# Minneapolis Herf?



## Puffy69 (Sep 8, 2005)

Who wants to Herf on December 10th. Im in a band and going to be in town December 8th thru 11th. We are playing at The Lodge Bar in downtown.Lots of fun there.http://www.thelodgebar.com/ It would be nice to party and smoke with some of you BOTL's. If you dont party we can just smoke. I was thinking we could do an afternoon herf and everyone interested could bring their spouse out or come solo and get Jiggy with it..lol..Just kiddin on the Jiggy.I dont know where to smoke being that I am a visitor of your fine city. But Somebody please step up help me set this up. Sorry for the short notice. I just realized that I will be there the week after im in Milwaukee playin and herfn. Whos in?


----------



## Andyman (Jun 8, 2004)

I may be interested on checking you guys out.. is the Lodgebar cigar friendly?


bump...


----------



## Puffy69 (Sep 8, 2005)

Yes it is..and I might be able to get you and your friends a private VIP section.But I cant herf when Im playing..Im there for like, 3 days.I want to Herf outside of playing music too..


----------



## Puffy69 (Sep 8, 2005)

Bump..I will be in the cold city of Minneapolis on thursday for a gig all weekend..Any takers on Herfin.?Andyman might be in. I cant believe theres no BOTL's out there that want to Herf..Come on!!!http://www.thelodgebar.com/


----------



## RenoB (Oct 12, 2005)

Don't pass this up. Aside from his gigs, Roboman is the real deal - I've found his company to be quite enjoyable.


----------



## RobInMN (Dec 6, 2005)

I live in the Mpls area and I would love an opportunity to enjoy a cigar with some company, but unfortunately this weekend doesn't work at all for me.

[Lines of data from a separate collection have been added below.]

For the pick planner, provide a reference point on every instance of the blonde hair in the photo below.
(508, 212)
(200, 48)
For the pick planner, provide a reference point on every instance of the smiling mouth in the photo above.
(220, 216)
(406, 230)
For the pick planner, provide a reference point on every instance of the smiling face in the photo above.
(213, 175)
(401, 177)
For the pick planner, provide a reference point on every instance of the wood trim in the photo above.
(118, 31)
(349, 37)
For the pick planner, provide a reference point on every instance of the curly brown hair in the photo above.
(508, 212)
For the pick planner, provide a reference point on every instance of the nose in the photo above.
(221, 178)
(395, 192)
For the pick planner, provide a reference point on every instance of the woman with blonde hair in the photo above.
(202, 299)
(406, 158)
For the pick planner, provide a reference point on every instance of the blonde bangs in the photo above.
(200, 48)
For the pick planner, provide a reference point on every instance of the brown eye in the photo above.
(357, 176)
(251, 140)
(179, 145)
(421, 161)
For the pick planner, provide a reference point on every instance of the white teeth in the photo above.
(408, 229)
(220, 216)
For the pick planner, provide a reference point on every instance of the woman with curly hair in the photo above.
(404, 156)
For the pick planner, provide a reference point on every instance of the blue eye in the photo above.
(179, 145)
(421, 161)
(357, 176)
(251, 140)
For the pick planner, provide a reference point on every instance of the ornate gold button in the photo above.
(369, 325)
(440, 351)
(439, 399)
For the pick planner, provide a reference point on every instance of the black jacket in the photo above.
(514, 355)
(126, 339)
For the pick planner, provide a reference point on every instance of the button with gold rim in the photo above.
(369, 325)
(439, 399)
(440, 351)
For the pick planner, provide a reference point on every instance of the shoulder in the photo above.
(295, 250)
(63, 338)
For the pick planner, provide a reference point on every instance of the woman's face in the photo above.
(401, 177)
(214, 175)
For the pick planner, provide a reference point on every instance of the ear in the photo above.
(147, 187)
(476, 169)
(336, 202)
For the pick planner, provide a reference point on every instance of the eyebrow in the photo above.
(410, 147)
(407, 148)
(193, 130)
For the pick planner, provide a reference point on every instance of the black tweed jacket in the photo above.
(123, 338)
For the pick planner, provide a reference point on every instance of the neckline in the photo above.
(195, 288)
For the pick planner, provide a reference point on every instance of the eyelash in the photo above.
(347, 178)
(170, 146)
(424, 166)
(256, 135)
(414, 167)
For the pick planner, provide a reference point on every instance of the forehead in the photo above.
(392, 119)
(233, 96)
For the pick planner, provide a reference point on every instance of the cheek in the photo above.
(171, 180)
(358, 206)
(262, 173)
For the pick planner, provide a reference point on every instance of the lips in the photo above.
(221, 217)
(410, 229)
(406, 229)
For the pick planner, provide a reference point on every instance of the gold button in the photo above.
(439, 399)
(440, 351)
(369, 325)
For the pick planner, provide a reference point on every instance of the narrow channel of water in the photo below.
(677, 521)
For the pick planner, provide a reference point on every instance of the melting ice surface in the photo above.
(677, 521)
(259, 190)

I don't want to make my first post a depressing one, but I'm curious since you say this place is cigar friendly. Last spring, Hennepin county (the county Minneapolis is in) enacted an anti-smoking ordinance outlawing all indoor smoking, including bars. Everyone scrambled all summer to secure outdoor patios, which was hard for some places downtown. I don't get downtown much (or out at all really), and to be honest, your post is the first I've heard of The Lodge Bar. Is this some sort of private club that is getting around the anti-smoking ordinance? or just cigar friendly on the patio? Anything outside will be extreamly cold with the highs foracasted to be 12-25-32 for Thursday-Sat.

Ramsey County (home of St. Paul), exempted bars (>50% sales being alcohol), otherwise you will need to go down to Dakota county or up to Anoka county.

-- Rob



roboman said:


> Bump..I will be in the cold city of Minneapolis on thursday for a gig all weekend..Any takers on Herfin.?Andyman might be in. I cant believe theres no BOTL's out there that want to Herf..Come on!!!http://www.thelodgebar.com/


----------



## Puffy69 (Sep 8, 2005)

RobInMN said:


> I live in the Mpls area and I would love an opportunity to enjoy a cigar with some company, but unfortunately this weekend doesn't work at all for me.
> 
> I don't want to make my first post a depressing one, but I'm curious since you say this place is cigar friendly. Last spring, Hennepin county (the county Minneapolis is in) enacted an anti-smoking ordinance outlawing all indoor smoking, including bars. Everyone scrambled all summer to secure outdoor patios, which was hard for some places downtown. I don't get downtown much (or out at all really), and to be honest, your post is the first I've heard of The Lodge Bar. Is this some sort of private club that is getting around the anti-smoking ordinance? or just cigar friendly on the patio? Anything outside will be extreamly cold with the highs foracasted to be 12-25-32 for Thursday-Sat.
> 
> ...


IM glad you mention that..I havent been there since spring..This is a very busy,open to the public bar downtown..there is a link to the bar on my original thread..I'll be pissed if I dont get to smoke this weekend..


----------